On peut se demander pourquoi ce mot venu de l’anglais, et désormais courant, voire envahissant, soulève tant de passions ? Son histoire est aussi compliquée qu’il est polysémique. Tout d’abord, il est passé du turf au social : une affaire de poids ou de distance en plus ou en moins, afin d’égaliser les chances, comme si l’on avait tiré le numéro gagnant « dans un chapeau ». De plus, il signifie communément l’exclusion et concrétise l’opprobre qui se porte sur une personne. Pour l’homme de la rue en effet, être handicapé, c’est être infirme, aveugle, sourd, faible d’esprit, bref diminué. Par extension, c’est aussi être affublé d’un pesant fardeau : une famille très nombreuse et donc accaparante, un âge trop avancé pour être « dans le coup »! Il s’agit, en somme, d’un empêchement permanent, d’une liberté entravée, auxquels s’ajoutent la notion d’une grande injustice et aussi l’idée d’un destin sans issue.

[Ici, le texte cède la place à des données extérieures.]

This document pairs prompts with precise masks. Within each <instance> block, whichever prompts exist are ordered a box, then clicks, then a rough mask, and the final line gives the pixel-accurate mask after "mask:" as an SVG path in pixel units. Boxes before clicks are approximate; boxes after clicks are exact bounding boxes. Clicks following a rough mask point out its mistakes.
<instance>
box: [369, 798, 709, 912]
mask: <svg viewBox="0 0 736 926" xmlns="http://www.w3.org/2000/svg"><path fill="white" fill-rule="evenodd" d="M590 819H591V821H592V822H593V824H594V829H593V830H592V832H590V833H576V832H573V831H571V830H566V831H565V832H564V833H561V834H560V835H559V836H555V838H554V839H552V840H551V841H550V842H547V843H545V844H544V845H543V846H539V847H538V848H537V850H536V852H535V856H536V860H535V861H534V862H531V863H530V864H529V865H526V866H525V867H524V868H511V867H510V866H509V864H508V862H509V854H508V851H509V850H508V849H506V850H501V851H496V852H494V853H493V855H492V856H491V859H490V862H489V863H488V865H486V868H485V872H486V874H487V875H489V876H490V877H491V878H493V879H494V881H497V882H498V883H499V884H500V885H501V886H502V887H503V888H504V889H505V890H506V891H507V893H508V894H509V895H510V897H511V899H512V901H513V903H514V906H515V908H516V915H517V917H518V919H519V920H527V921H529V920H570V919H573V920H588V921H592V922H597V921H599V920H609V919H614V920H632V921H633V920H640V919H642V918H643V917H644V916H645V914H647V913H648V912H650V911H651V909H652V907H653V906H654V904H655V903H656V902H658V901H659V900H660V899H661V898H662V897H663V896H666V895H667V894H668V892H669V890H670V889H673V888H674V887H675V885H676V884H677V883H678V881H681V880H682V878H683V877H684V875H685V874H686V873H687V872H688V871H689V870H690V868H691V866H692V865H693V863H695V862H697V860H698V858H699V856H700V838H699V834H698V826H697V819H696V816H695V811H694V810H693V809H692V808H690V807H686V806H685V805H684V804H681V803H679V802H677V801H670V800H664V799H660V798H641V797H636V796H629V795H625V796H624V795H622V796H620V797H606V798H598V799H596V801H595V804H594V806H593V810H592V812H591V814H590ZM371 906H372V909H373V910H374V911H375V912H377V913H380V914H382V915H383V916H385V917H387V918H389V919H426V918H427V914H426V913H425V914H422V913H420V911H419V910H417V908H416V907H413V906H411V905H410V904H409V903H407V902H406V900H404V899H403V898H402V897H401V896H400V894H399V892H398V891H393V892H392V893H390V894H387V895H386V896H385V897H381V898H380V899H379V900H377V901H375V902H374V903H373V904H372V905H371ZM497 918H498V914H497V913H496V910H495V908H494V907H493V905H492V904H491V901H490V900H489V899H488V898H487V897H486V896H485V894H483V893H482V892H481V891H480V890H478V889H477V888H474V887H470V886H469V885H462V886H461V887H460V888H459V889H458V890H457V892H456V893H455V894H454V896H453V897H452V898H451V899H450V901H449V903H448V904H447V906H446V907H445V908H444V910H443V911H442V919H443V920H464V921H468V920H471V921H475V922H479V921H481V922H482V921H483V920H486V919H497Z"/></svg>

Histoire récente de la notion de handicap et de sa signification
Outre le sens commun, évoqué ci-dessus, le terme « handicap» possède une signification éthique et une valeur scientifique, l’une et l’autre oubliées devant la prégnance du sens premier, d’où les fréquents contresens observés dans la pratique. C’est pourtant dans cette acception populaire qu’il a été introduit en France, au moins sur le plan législatif, lors de la rédaction de la loi du 23 novembre 1957 sur le travail protégé destinée aux travailleurs dont la productivité était diminuée.
À peine dix ans plus tard, dans son rapport fondateur, F. Bloch-Lainé (1967) l’utilisait dans un sens éthique, en évoquant déjà la compensation nécessaire : « afin de prévenir les faiblesses dont souffrent les personnes handicapées, il convient, tantôt d’agir sur les faits, sur les circonstances qui les produisent, tantôt les déceler à temps pour empêcher qu’ils ne s’aggravent ». Étonnamment moderne ! Sept ans plus tard, dans le Handbook of Psychiatry de 1974, Zena Stein et Mary Susse évoquent les trois aspects que l’on peut décrire à propos de la déficience intellectuelle : la déficience, l’incapacité et le handicap, ce dernier étant le désavantage social qui, en interaction avec les exigences de l’environnement, résulte des deux premiers. Ces différents regards sur un même sujet, partant de sa pathologie, pour observer l’incapacité résultante et ses conséquences sociales, représentent un concept issu de la psychiatrie, on l’ignore trop souvent. Car c’est un rhumatologue anglais, PHN. Wood, qui reprendra cette notion en 1975 et lui donnera la formulation classique des « trois niveaux d’expérience de vie », laquelle fera le tour du monde, entraînant son adoption par l’OMS en 1980.
L’aspect situationnel du concept de handicap a été par la suite très travaillé notamment au Québec, par un anthropologue lui-même handicapé, P. Fougeyrollas, lequel insiste (1993, 1997, 1998) sur les obstacles ou les facilités que la société peut mettre sur le chemin de la personne malade ou déficiente, reprenant là encore une vieille idée française de P. Minaire et J. Cherpin (1976). Cette dernière évolution du concept aboutira finalement à la «classification internationale du fonctionnement, du handicap et de la santé » (la CIF) qui a opportunément remplacé la CIDIH (classification internationale des déficiences, incapacités et handicaps).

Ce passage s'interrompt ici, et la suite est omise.